I read somewhere that you consider yourself a writer first and foremost. What does that mean in terms of how you go about crafting your songs?

I’m a lot better musician and a lot better producer than I thought I would ever grow up to be, but my gift is still primarily literary. In fact, I write short stories now; I have for the last few years. I’m getting ready to publish a collection. And I write poetry, which I just started recently. That’s the hardest thing in the world. I write albums to be albums. I always have, and I’ve gotten better and better at it, I think. I’m having the most fun doing it that I ever have.

I write all the time. Every day. I mean, I write poetry, or I write short stories, or I write songs every single day. And I have ever since I got out of jail. I was almost dead four-and-a-half years ago, man. [Laughs] And I didn’t write a song for four years, the last four years I was using.

You didn’t write a song for four years?

Nope. And it almost killed me.

So then writing every day is how you stay connected, how you keep it together?

Well, I feel like I have a gift. I’ve finally accepted that, and when one has a gift you are supposed to use it, and when you don’t use it, bad shit happens to you. That’s what I firmly believe. But I stay clean the same way everyone I know stays clean. I go to meetings and I have a sponsor and I do it by the book. It’s the one area of my life where I actually listen to somebody else. But, yeah. I survived three wrecks that should’ve killed me, one overdose that should’ve killed me. I mean, I’m real lucky to be here and I just don’t f- around anymore. I don’t think I’m immortal anymore. I’ve sort of stepped up the level of the way I do everything.

“Steve and Ray [Kennedy] hadn’t really worked with a bluegrass band before, so I helped out with some of the arrangements, picking musicians, things like that. They have one of the most amazing studios in this town. We walked in and there were mics standing everywhere in this one big room. Old mics, new mics. No isolation, no baffles. Steve was on one side of the room with his guitar where he could make eye contact with us, and we stood grouped together on the other side. We ran the tunes down just to see who did what, then Ray pressed the Record button and off we went.

“It’s a totally live record, except for some vocal overdubs, I think. These guys compress everything and burn it on the tape really hot. It’s real, live music, and that’s what I love to do. It may have some warts on it, but with all of us playing close together there was no way to get separation, so there was no way to dub even if we wanted to. The way they do it is like nobody else; it’s more like rock recording than anything. They must have over a hundred guitars up on the walls in the studio, and when we started playing, of course, they all started ringing out. It was just this big, ringing noise in the room. It was the most incredible sound.”

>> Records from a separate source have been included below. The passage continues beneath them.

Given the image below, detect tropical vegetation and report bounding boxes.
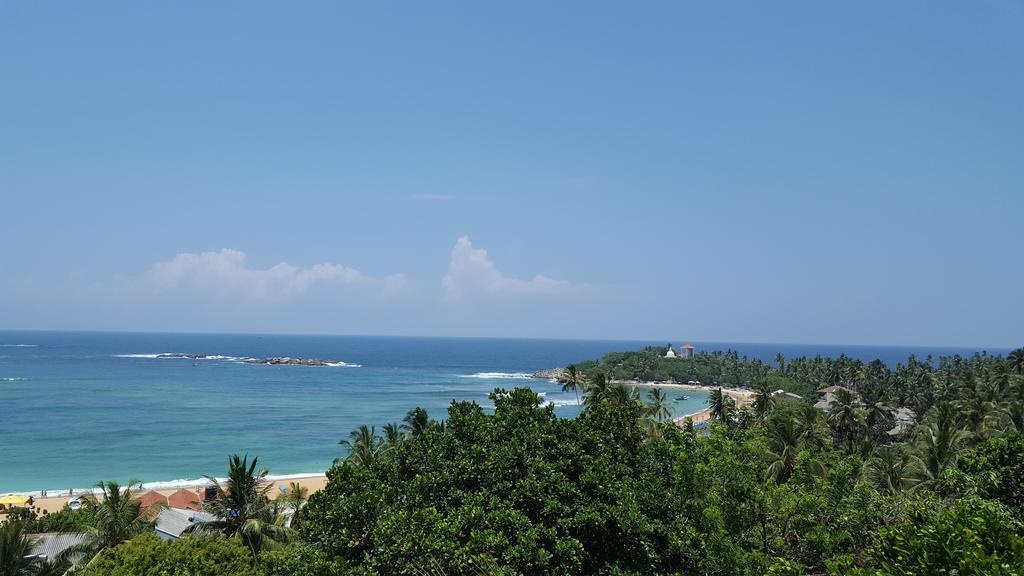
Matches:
[2,346,1022,574]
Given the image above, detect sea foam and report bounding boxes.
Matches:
[0,344,38,347]
[461,372,535,380]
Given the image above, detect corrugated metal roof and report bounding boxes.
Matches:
[155,507,216,539]
[28,532,87,560]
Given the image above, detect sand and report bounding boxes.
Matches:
[0,473,329,517]
[608,380,755,427]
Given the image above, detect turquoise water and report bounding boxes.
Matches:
[0,331,1007,492]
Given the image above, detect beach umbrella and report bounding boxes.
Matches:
[0,493,30,506]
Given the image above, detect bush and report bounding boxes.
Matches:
[841,498,1024,575]
[79,533,262,576]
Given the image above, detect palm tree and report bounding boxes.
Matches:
[381,422,404,446]
[828,390,866,445]
[862,396,896,440]
[185,455,291,559]
[915,403,970,484]
[956,380,1011,441]
[336,425,383,468]
[0,522,57,576]
[63,480,153,568]
[751,380,776,419]
[765,416,802,484]
[582,371,611,408]
[646,388,673,422]
[604,383,639,406]
[560,364,584,406]
[708,388,735,423]
[794,402,828,449]
[1008,347,1024,375]
[278,481,309,529]
[401,407,434,437]
[866,447,922,495]
[775,353,786,374]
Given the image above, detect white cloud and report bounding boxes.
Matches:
[145,249,406,300]
[441,236,572,299]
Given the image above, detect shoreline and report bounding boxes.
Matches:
[608,380,754,426]
[2,473,328,515]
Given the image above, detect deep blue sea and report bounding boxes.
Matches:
[0,331,1009,492]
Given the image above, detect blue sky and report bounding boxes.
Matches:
[1,1,1021,347]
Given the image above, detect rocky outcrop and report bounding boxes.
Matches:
[532,368,566,380]
[244,357,341,366]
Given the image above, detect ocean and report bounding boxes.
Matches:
[0,330,1009,493]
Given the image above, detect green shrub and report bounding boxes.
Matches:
[80,533,262,576]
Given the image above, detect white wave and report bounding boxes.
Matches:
[0,344,38,347]
[1,377,27,382]
[326,361,362,368]
[460,372,535,380]
[114,353,242,361]
[14,472,329,498]
[545,398,580,407]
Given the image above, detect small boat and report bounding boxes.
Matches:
[675,395,690,401]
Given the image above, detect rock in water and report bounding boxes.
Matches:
[532,368,566,380]
[244,357,340,366]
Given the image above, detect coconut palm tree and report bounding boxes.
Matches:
[1008,347,1024,375]
[794,402,829,449]
[956,380,1011,441]
[336,425,383,468]
[185,455,291,559]
[401,407,435,437]
[765,416,802,484]
[708,388,735,423]
[775,353,786,374]
[866,447,922,495]
[278,481,309,529]
[862,396,896,440]
[751,380,776,419]
[0,522,63,576]
[915,403,970,484]
[381,422,404,446]
[646,388,673,422]
[605,383,640,406]
[828,390,866,445]
[560,364,584,406]
[62,480,153,568]
[582,371,611,408]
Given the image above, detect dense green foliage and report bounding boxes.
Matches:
[9,506,92,534]
[3,346,1022,574]
[78,533,262,576]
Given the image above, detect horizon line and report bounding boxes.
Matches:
[0,327,1016,352]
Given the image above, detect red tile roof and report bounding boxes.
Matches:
[136,490,168,508]
[136,491,168,520]
[167,489,202,511]
[681,344,695,349]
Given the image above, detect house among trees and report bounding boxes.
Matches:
[814,385,856,411]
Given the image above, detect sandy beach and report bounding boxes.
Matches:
[1,473,328,517]
[610,380,755,426]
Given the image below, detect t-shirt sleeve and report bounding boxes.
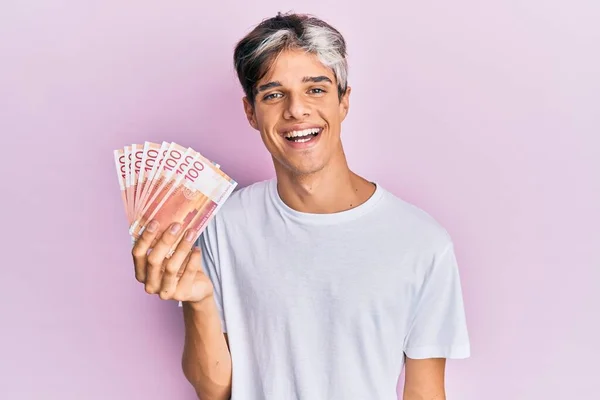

“You want to get a real voice on tape, so that it gets on tape as good as possible. We don’t do a lot of post-production, because for us the performance is what we’re after. A lot of it is picking the right gear, then encouraging people to sing really up close to the mic. You know how some people say that you need to get at least six inches away from the mic in order for the sound to fully develop? That’s a bunch of crap. Get it right up in their face, get that capsule right down the larynx, so it gets everything. It’s a little harder on the mics to do that, which is why a lot of engineers won’t do it. They don’t want to wear out their $10,000 antique mics, which is totally understandable. But that’s where the character of the voice comes from.

“For Iris DeMent [who sang with Steve Earle on the duet “I’m Still in Love With You”], I put one mic up for her that sounded too tinny. So I tried another, a German bottle mic from the mid-’50s [Neumann/Gefell CMV563] that had the capsule on the outside and it was perfect. A lot of people have told her that that’s the best her voice has ever sounded on record. I kinda got lucky with her, because sometimes you can go through a dozen mics trying to find just the right one.”